In a statement Tuesday, Salesforce said “a small number of customers” were affected and the issue was attributed to “compromising app connections.”
“We worked with Salesforce to disable active access, update the token, remove drift from AppExchange, and then notified the affected customers,” Salesforce added.
The development has made Salesforce instances an active target for financially motivated threat groups such as UNC6040 and UNC6240 (aka Shiny Hunters), the latter tweaked with scattered spiders (aka UNC3944) to ensure initial access.

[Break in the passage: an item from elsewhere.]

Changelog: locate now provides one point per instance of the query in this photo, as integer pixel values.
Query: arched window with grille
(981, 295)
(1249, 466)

“The most notable thing about UNC6395’s attacks is both scale and discipline,” said Cory Michal, CSO at Apomni. “This was not a one-off compromise. Hundreds of sales force tentants from a particular organization of interest were targeted using stolen OAuth tokens, and attackers were systematically queried and exported in many environments.”
“They have demonstrated that they try to cover tracks by performing high levels of operational discipline, running structured queries, specially searching for credentials, and removing jobs. The combination of scale, focus and tradecraft makes this campaign stand out.”
Mikal also points out that many of the targeted and compromised organizations are security and technology companies in their own right, indicating that the campaign could be a “opening move” as part of a broader supply chain attack strategy.
“By infiltrating the initial vendor and service provider, the attacker put him in a position to turn his downstream customers and partners,” Mikal added. “This could be a compromise for isolated SaaS, as well as the foundation for a much larger campaign aimed at exploiting the trust that exists throughout the technology supply chain.”